Five Lakes, Potters Resorts: Designing for Connection, Experience and Performance
- Hayley Roy

- Apr 6
- 2 min read
Set within over 300 acres of Essex countryside, Five Lakes at Potters Resorts isn’t just a hotel — it’s an experience-led destination. Built around all-inclusive hospitality, entertainment, and activities, the resort is designed to bring people together in a way that few UK venues truly achieve.
But with that level of offering comes a challenge:
How do you design spaces that work all day, for every type of guest, without losing comfort or identity?
The Role of the Social Space
At Five Lakes, the social areas are at the heart of the experience.
Guests aren’t just passing through — they’re spending time:
Between activities
Before and after dining
During daytime relaxation
Ahead of evening entertainment
With a programme packed full of activities and West End-quality shows, the space needs to flex constantly throughout the day.
This isn’t a lounge.
It’s a multi-functional environment.
Designing for Real Behaviour
The approach to the social area focused on one key principle:
Design for how people actually use the space.
That meant creating an environment that:
Feels relaxed but still structured
Allows for both groups and quieter moments
Supports high footfall without feeling crowded
Transitions easily from day to evening
At resorts like Five Lakes, guests move fluidly between activities, dining, and entertainment.
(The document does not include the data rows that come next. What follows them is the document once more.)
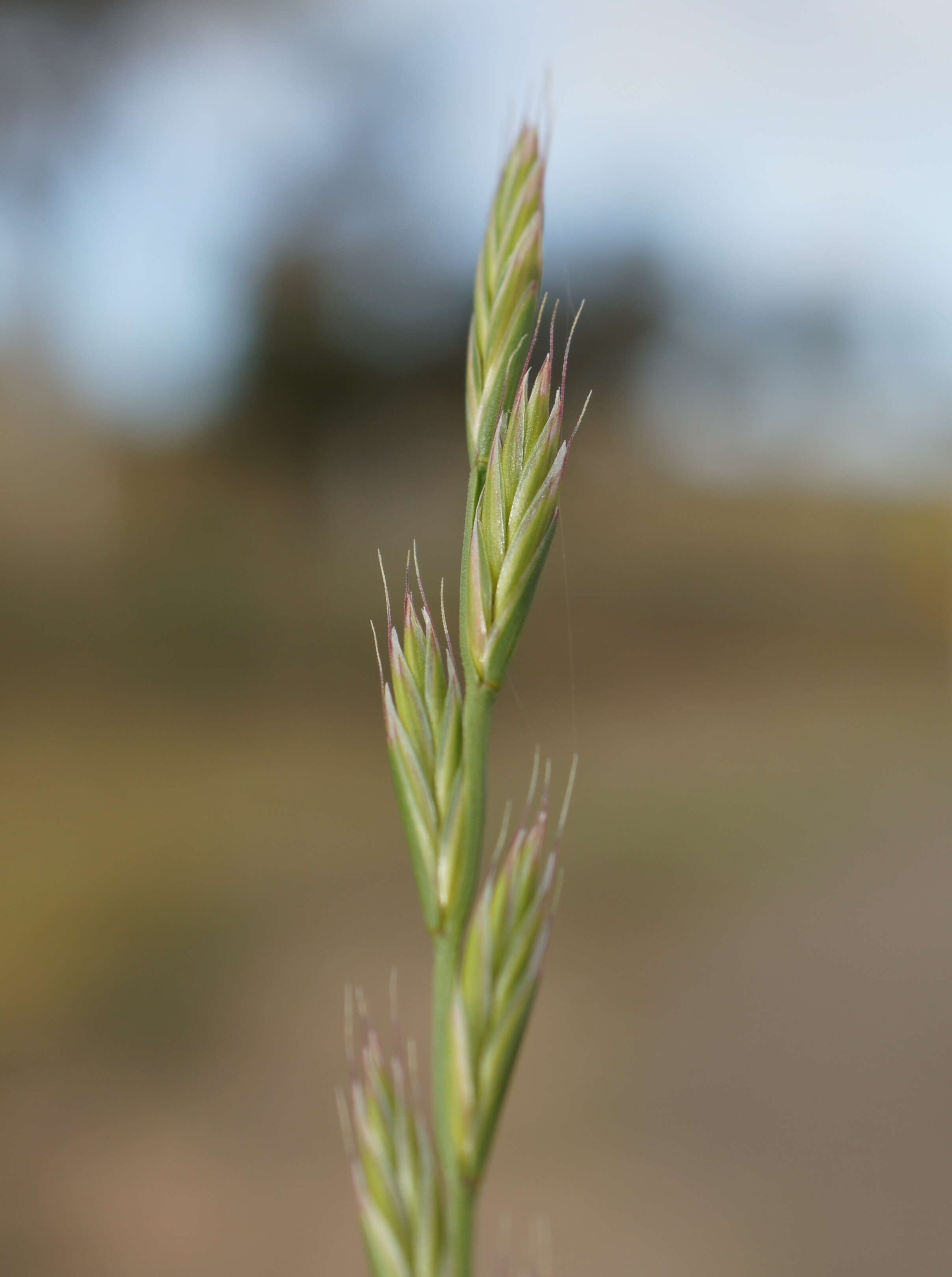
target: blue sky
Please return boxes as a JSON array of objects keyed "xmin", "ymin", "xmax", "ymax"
[{"xmin": 0, "ymin": 0, "xmax": 952, "ymax": 480}]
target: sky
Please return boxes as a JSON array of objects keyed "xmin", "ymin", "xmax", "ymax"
[{"xmin": 0, "ymin": 0, "xmax": 952, "ymax": 483}]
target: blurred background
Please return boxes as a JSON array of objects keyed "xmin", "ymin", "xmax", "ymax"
[{"xmin": 0, "ymin": 0, "xmax": 952, "ymax": 1277}]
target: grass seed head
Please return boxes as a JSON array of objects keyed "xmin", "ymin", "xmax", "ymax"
[
  {"xmin": 341, "ymin": 1002, "xmax": 445, "ymax": 1277},
  {"xmin": 467, "ymin": 124, "xmax": 546, "ymax": 462},
  {"xmin": 465, "ymin": 317, "xmax": 582, "ymax": 687},
  {"xmin": 450, "ymin": 776, "xmax": 556, "ymax": 1184},
  {"xmin": 381, "ymin": 554, "xmax": 463, "ymax": 931}
]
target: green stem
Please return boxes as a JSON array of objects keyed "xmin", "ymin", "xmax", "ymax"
[
  {"xmin": 448, "ymin": 1180, "xmax": 475, "ymax": 1277},
  {"xmin": 432, "ymin": 465, "xmax": 496, "ymax": 1277}
]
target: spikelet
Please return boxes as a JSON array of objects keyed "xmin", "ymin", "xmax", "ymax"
[
  {"xmin": 378, "ymin": 548, "xmax": 463, "ymax": 932},
  {"xmin": 467, "ymin": 125, "xmax": 546, "ymax": 463},
  {"xmin": 338, "ymin": 990, "xmax": 445, "ymax": 1277},
  {"xmin": 465, "ymin": 316, "xmax": 584, "ymax": 688},
  {"xmin": 450, "ymin": 761, "xmax": 561, "ymax": 1184}
]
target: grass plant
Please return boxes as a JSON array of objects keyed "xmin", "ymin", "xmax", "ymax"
[{"xmin": 342, "ymin": 125, "xmax": 582, "ymax": 1277}]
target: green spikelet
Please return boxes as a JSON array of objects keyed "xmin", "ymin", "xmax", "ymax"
[
  {"xmin": 340, "ymin": 995, "xmax": 445, "ymax": 1277},
  {"xmin": 450, "ymin": 776, "xmax": 556, "ymax": 1184},
  {"xmin": 467, "ymin": 125, "xmax": 546, "ymax": 463},
  {"xmin": 467, "ymin": 324, "xmax": 588, "ymax": 687},
  {"xmin": 381, "ymin": 554, "xmax": 463, "ymax": 932}
]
The design needed to support that rhythm, not fight against it.
Flexibility is Everything
Unlike traditional hospitality spaces, this environment has to perform across multiple uses:
Morning coffee and slower starts
Daytime socialising and activities
Pre-dinner drinks and gathering
Evening wind-down after entertainment
All within one cohesive setting.
This required a careful balance of:
Zoning without over-segmentation
Durable, hospitality-grade materials
Comfort-led furniture layouts
Clear but subtle circulation routes
Because the space isn’t static — it’s constantly evolving throughout the day.
The Experience-First Mindset
What makes Five Lakes unique is its fully inclusive model.
Everything is designed to remove friction:
Food and drink included
Activities built into the stay
Entertainment forming part of the overall journey
This creates a very different guest mindset — one that is more relaxed, more social, and more engaged.
The design had to reflect that.
Not overly formal.
Not restrictive.
But inviting, easy, and intuitive.
More Than Aesthetic
This project wasn’t about making a space look good.
It was about creating a space that:
Supports a high-energy, experience-led environment
Enhances guest comfort across long dwell times
Works operationally for staff and service
Maintains quality under constant use
Because in hospitality, especially at scale:
If the space doesn’t perform, it doesn’t matter how good it looks.
The Bigger Picture
Five Lakes represents a shift in UK hospitality.
Away from transactional stays.
Towards experience-driven destinations.
And that requires a different approach to design.
One that understands:
Movement
Behaviour
Time of day
Operational flow
Commercial return
Because great design in hospitality isn’t just about creating moments.
It’s about supporting them — again and again, every single day.